Researchers also noted that most existing risk adjustment methodologies were created using a standard population and were therefore optimized with greater emphasis on adults. However, the potential attached to the pediatric populations was certainly constricted because of this. Due to the persistence of healthcare costs among certain groups of high-cost children, pediatric risk models benefit from including patient-reported measures of health status.
This team of researchers had set out to build a predictive risk model for pediatric patients using DL with clinical and financial data. The researchers collected data from 2014 and 2015 and developed a DL model that would predict a pediatric patient’s risk of hospitalization in 2016. The next step was to compare the model’s performance to that of traditional risk models. They also calculated costs for patients in the top 1 percent and 5 percent of hospitalization risk recognized by both models. The results were very clear and showed the DL model performed best compared to all the other models, with an area under the curve of 75.1 percent. The top 1 percent of patients selected by the DL model had a combined cost that was $5 million higher than the groups recognized by other predictive models. Also, in terms of accuracy, once again the DL model was in the lead. When it came to selecting the top 10 percent of high-risk patients, the DL model correctly identified 45.2 percent of all those who were hospitalized. The other models had predicted it at 39.2 percent and 41.6 percent respectively. These results conclusively demonstrate that DL and AI can help improve risk stratification.
This DL model, though in its preliminary phase, may enable population risk stratification sans the large investment of human capital, which is very significant in other modelling techniques. Other benefits associated with DL models include eliminating the need for domain knowledge and provider expertise to sort related medical claims into clusters. DL models also require far less time for results than other models, which human experts need years to polish and develop. This is of course only one of the use cases where such models have proven to be exceptionally advanced. In fact, the capacity to improve diagnostic prediction of a cluster of patients may also lead to better assessment of provider performance.
Although DL analytic approaches are gradually snowballing, the application of such models in risk stratification has been sluggish. Fortunately, there are some progressive care systems that understand the significance of this future tech and continue to support the research that demonstrates their value addition.
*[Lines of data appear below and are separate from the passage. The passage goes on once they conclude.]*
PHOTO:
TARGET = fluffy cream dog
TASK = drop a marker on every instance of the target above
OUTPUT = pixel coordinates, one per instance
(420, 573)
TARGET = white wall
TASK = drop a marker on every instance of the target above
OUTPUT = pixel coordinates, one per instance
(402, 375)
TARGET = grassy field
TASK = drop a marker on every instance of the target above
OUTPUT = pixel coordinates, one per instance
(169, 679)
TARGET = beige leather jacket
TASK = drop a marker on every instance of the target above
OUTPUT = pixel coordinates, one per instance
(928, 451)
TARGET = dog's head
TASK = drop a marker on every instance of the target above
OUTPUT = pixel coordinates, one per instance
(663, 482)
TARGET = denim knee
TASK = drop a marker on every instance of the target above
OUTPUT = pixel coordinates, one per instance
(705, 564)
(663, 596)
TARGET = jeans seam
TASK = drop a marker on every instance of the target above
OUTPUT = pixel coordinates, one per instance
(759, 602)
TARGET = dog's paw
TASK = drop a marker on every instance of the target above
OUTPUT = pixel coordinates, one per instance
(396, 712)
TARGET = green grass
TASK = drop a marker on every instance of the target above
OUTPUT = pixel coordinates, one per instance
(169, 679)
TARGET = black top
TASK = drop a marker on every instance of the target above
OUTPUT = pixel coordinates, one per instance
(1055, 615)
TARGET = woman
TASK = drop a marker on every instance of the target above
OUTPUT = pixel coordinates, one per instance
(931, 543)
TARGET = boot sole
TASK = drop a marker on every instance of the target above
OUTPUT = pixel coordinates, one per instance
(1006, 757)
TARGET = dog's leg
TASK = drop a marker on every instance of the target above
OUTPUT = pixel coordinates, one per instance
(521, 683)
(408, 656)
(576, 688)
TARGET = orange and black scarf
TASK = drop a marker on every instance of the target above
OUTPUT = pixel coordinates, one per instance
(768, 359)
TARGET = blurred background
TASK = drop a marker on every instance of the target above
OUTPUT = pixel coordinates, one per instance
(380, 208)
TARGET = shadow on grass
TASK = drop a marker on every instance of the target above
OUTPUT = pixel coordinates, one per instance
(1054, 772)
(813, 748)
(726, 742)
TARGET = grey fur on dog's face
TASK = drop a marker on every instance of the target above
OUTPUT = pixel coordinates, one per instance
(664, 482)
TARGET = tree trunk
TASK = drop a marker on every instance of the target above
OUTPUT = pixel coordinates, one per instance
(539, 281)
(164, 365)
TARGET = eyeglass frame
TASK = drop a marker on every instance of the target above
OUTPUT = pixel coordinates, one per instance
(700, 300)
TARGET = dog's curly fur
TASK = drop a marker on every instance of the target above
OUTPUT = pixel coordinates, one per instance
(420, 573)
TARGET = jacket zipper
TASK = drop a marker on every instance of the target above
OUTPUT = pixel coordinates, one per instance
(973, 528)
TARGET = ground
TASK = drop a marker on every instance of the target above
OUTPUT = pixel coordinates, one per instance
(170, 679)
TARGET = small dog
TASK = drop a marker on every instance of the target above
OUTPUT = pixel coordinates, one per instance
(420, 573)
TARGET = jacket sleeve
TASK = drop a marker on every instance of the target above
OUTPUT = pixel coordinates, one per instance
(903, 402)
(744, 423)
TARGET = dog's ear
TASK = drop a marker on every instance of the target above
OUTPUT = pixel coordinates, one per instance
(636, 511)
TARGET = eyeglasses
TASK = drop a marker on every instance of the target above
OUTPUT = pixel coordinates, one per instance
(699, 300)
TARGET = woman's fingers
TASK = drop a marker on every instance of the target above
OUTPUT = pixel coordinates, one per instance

In order for us to see a more rapid adoption of these innovative methods, several users and their perspectives will have to be taken into consideration. The biggest challenge attached to these technologies is the stigma and the ignorance in the mind of the public. For it to be more widely used and show its true potential, we as industry experts should not only learn about the benefits attached but also deep dive into the research that is being conducted.
We have seen across industries the impact that these technologies have had. They are not only able to give better results but also are able to reduce costs for organizations in the process. In an industry like healthcare, accuracy and cost effectiveness are certainly factors that are significant to not only the organizations but also to the patients. In conclusion, the DL model outperforms the traditional risk models in the area of hospitalization prediction. Therefore, DL may improve the ability of managed care firms to perform predictive modelling of financial risk and to, improve the accuracy of risk stratification for health management activities.